- Julius Adebayo
- Nick Eng
- Eric Potash
- Layla Pournajaf
- Ben Yuhas (Mentor)
The majority of the startup work will be found in the "pre-processing" directory, primarily in the "initial_upload", "data_cleaning", and "model_datasets" directories.
The three folders should be run in the following order: initial_upload -> data_cleaning -> model_datasets
The order of which files are run within the "initial_upload" and "data_cleaning" foler most likely does not matter. The only ordering that is important for the "model_datasets" folder is that "all_muni_joins.sql" and "municipality.sql" are run last within the folder.
The three folders solve the following purposes:
- initial_upload: uploads the various data files (of varying formats!) into a single Postgres database upon which we can further manipulate
- data_cleaning: correctly types variables within tables, cleans up mis-coded/inconsistently-coded data, and translates variable names to English
- model_datasets: aggregates data from across the database to generate tables that our models were ultimately built off of, primarily the table created by "municipality.sql"
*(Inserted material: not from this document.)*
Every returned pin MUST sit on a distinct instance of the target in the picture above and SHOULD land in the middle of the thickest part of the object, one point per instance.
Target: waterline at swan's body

Once the following 3 folders are run, go ahead and analyze!
Our analysis is split into 4 levels of granularity, in order from most granular to least granular, each with their own folder:
- Individual level
- Locality level
- Municipality level
- State level
- Country level
Each of those folders contains up to two folders, one for modeling and one for exploratory analysis. Their purposes should be self-explanatory.
Additional documentation can be found in the individual folders. Furthermore data dictionaries can be found in the "data_dicts" folder.